In this Part of the project we implemented a reinforcement learning algorithm that would be able to solve the pathfinding problem. In addition to supervised and unsupervised learning, reinforcement learning is one of the three pillars of machine learning. In contrast to supervised, reinforcement learning does not have any labeled training data. The training process is relatable to how humans and animals learn. It is a combination of trying out and applying knowledge gained. Basically, reinforcement learning consists of an agent who works in an environment, much like a mouse in a maze. The mouse has to find a way to the end of the maze and can find something to eat as a reward. The longer the mouse explores the maze, the more experience it gains and the faster and more error-free it finishes subsequent runs.
Like all reinforcement learning algorithms, ours has the essential components that are needed. Firstly the environment that contains information about the state and all the rules of how to move inside the world and how to calculate the rewards. Rewards are a numerical value, which qualify the actions taken. In the first implementation the world was also part of the environment, but we figured out that only the position of the agent is vital. The world never changes its voxels, so it does not need to be stored. Secondly the agent, who interacts with the environment and gets rewards depending on the actions taken.
While in training, the environment gets an action. Each action received is called a step and all steps, accumulated until some break up criteria are met, are called an episode. Before the action gets executed, it gets examined. If the action leads to an invalid state, then the action is denied, the episode will be ended, a final reward is calculated and the environment will reset to its original state. If the action is valid, then the action is executed, the state will be updated, and a reward is calculated and accumulated to the previous rewards of this episode.
There are 4 ways in total how an episode can be ended. First of all, with an illegal move, like walking into a wall. A second option is reaching the goal. The third way is reaching the maximum number of steps allowed per episode. The last to trigger the end is reaching the minimum reward cap.
Each action has a corresponding reward depending on the state of the environment. Walking into a wall gives a highly negative reward - while walking in general gives a very minor negative reward. This shall encourage the agent to find the shortest path. Another minor negative reward is given when the agent walks onto a cell which was already visited in this episode. Lastly there is a negative reward given depending on the general distance to the target. The closer the agent is to the target, the smaller is the negative reward. Moving onto the target cell is the only positive reward the agent can get.

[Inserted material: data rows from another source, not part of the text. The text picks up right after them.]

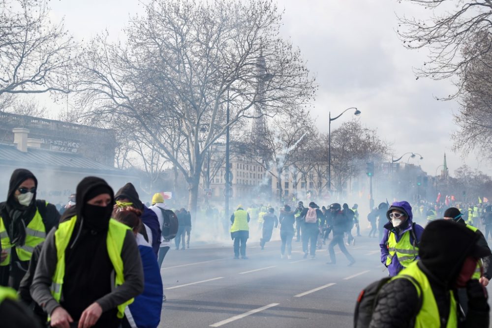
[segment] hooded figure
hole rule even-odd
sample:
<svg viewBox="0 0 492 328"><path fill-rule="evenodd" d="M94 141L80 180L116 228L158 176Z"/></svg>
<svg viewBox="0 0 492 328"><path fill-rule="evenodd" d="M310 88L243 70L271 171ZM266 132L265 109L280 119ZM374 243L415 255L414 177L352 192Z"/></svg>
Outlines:
<svg viewBox="0 0 492 328"><path fill-rule="evenodd" d="M51 315L53 325L68 325L71 320L89 324L88 314L95 313L99 316L93 327L116 328L123 304L143 290L135 237L111 218L113 203L113 190L105 181L84 178L77 186L76 205L46 237L31 292ZM52 294L53 285L59 285L61 292Z"/></svg>
<svg viewBox="0 0 492 328"><path fill-rule="evenodd" d="M386 216L389 222L384 226L379 243L381 262L393 277L418 259L419 242L424 228L413 223L412 207L407 202L393 203Z"/></svg>
<svg viewBox="0 0 492 328"><path fill-rule="evenodd" d="M0 203L0 285L15 290L28 269L32 249L60 218L54 205L36 200L37 187L31 171L17 169L10 177L7 201Z"/></svg>
<svg viewBox="0 0 492 328"><path fill-rule="evenodd" d="M138 193L137 192L133 185L130 182L126 183L118 190L116 195L115 195L115 199L116 201L126 200L128 201L128 203L132 203L132 205L130 205L130 206L142 211L142 216L140 218L142 223L150 230L152 239L149 238L148 236L147 236L147 234L145 233L145 230L141 230L140 233L144 237L147 237L146 239L147 241L151 242L152 250L155 255L155 258L157 258L159 247L160 246L160 236L162 231L157 215L153 210L150 209L140 201Z"/></svg>
<svg viewBox="0 0 492 328"><path fill-rule="evenodd" d="M489 327L487 291L471 279L478 259L491 255L477 244L478 239L461 225L445 220L430 223L422 235L420 260L382 287L369 327ZM460 317L457 288L466 289L466 318Z"/></svg>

One integral part of Reinforcement Learning is the Q-Net. This Q-Net is a deep neural network which contains Q-Values which are calculated from the relation of state, action and reward. Its main purpose is to provide information for the markov decision process, which in return selects the optimal action to maximize the reward for all subsequent steps in an episode. While in training, the Q-Net gets updated with experiences from the replay buffer and an optimizer to minimize a cost function.

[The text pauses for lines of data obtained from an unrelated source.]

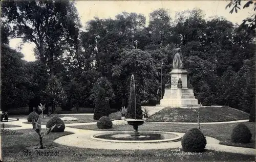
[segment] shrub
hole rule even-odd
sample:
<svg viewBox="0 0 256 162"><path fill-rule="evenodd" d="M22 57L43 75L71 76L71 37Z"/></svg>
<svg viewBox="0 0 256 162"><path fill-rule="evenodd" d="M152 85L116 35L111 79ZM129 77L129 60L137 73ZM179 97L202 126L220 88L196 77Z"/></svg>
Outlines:
<svg viewBox="0 0 256 162"><path fill-rule="evenodd" d="M113 123L110 119L103 116L97 122L97 126L99 129L110 129L112 127Z"/></svg>
<svg viewBox="0 0 256 162"><path fill-rule="evenodd" d="M103 89L100 88L94 109L93 115L94 120L99 120L103 116L108 117L111 113L109 101L108 99L104 97L104 91Z"/></svg>
<svg viewBox="0 0 256 162"><path fill-rule="evenodd" d="M231 134L232 142L248 143L251 139L251 133L246 125L240 123L233 129Z"/></svg>
<svg viewBox="0 0 256 162"><path fill-rule="evenodd" d="M55 127L52 130L53 132L63 132L64 129L65 129L65 124L63 121L61 120L59 117L53 117L52 119L50 119L49 121L46 123L46 127L48 128L51 128L54 125L61 125L61 126L59 128L58 127Z"/></svg>
<svg viewBox="0 0 256 162"><path fill-rule="evenodd" d="M182 149L185 152L203 152L206 143L203 133L195 128L188 130L181 140Z"/></svg>
<svg viewBox="0 0 256 162"><path fill-rule="evenodd" d="M38 119L39 115L35 112L33 112L29 114L28 116L28 121L29 122L32 122L32 119L35 119L35 121L37 121Z"/></svg>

The replay buffer is a list in which every finished episode is stored, while in training, some of the episodes inside the replaybuffer are then selected and used to update the policy of the agent.
A policy is a strategy that the agent uses to accomplish its task. Based on the experiences learned, the policy dictates how the agent behaves under certain conditions. Conditions in this project would be the position of the agent.

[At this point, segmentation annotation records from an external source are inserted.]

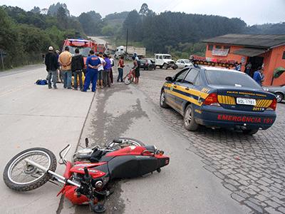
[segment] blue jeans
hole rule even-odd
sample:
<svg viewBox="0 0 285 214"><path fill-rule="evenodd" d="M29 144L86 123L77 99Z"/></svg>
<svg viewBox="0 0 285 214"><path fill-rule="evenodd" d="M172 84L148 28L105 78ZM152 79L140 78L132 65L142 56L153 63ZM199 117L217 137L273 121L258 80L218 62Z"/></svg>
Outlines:
<svg viewBox="0 0 285 214"><path fill-rule="evenodd" d="M96 91L96 84L98 78L98 71L88 71L86 72L86 76L85 76L84 88L83 91L87 91L88 89L90 83L92 83L92 91Z"/></svg>
<svg viewBox="0 0 285 214"><path fill-rule="evenodd" d="M108 86L110 87L110 69L103 71L103 80L105 86Z"/></svg>
<svg viewBox="0 0 285 214"><path fill-rule="evenodd" d="M51 86L51 79L53 80L53 87L56 88L56 82L58 81L58 71L48 71L48 76L47 76L47 79L48 79L48 87Z"/></svg>
<svg viewBox="0 0 285 214"><path fill-rule="evenodd" d="M71 70L63 71L63 88L71 88L72 72Z"/></svg>
<svg viewBox="0 0 285 214"><path fill-rule="evenodd" d="M120 81L123 82L123 73L124 70L122 68L118 68L118 71L119 71L119 76L118 76L117 81L118 82L120 80Z"/></svg>

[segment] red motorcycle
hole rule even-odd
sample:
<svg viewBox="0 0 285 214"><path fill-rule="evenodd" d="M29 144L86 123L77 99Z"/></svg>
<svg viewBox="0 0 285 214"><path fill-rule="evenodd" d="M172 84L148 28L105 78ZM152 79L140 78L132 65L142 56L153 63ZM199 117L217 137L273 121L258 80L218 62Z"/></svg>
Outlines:
<svg viewBox="0 0 285 214"><path fill-rule="evenodd" d="M71 148L68 145L59 153L58 163L65 164L63 176L55 173L56 158L46 148L33 148L15 156L6 165L3 178L6 185L16 191L29 191L39 188L48 180L64 185L58 195L65 197L73 204L89 204L91 211L103 213L105 208L98 203L110 194L108 183L115 178L129 178L143 175L168 165L170 158L154 146L127 138L113 140L104 148L95 146L86 148L73 155L72 162L66 156Z"/></svg>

The optimizer used in this project is the ADAM optimizer, adaptive moment estimation, which is an extension of the SGD algorithm, stochastic gradient descent.
The agent is the entity which is interacting with the environment. It contains the Q-Net, an optimizer and a loss function. There are two types of agents which are in use. The first is a DQN-agent, which has a deep neural network instead of plain Q-table, which is used in Q-learning and it is trained with episodes of the replay buffer. The Other is a DDQN-agent, which uses two identical deep neural networks.
While in training there are two different modi on how an action is selected. Exploring, the agent gets random actions without using its knowledge and it is mainly used in the beginning of the training. This eventually leads to new paths and prevents the agent from getting stuck. Later on the agent will rely more on the exploitation and uses the accumulated knowledge to improve the paths found so far.
Many different hyperparameters can be tuned for the training process. The epsilon value, discount factor, learning rate, size of the replaybuffer, number of episodes, number of steps per episode, number of neural network layers, number of nodes for the layers and the values for the individual rewards.
The epsilon value expresses the ratio of exploration to exploitation. A value of 0.1 means that in one out of ten episodes the agent gets random actions. The discount factor, a value between zero and one, describes whether the agent is more long term or short term oriented. The learning rate represents how much the Q-net gets updated in each iteration. A value of zero would indicate no learning at all and a value of one overrides old Q-Values with the new ones. Finding the optimal set of hyperparameters is very complex because the training involves a lot of randomness during the exploration phase. A direct before and after comparison is not always meaningful because of this.
Our setup is based on Tensorflow and it’s TF-Agents library. It provides a lot of performant modular solutions to implement reinforcement learning projects. The most positive aspect is the significant speed boost in training an agent, which is due to how Tensorflow works and how efficiently it processes its datastreams. If the correct version of it is installed, the Nvidia CUDA toolkit is automatically used to accelerate the training process using the available GPU resources.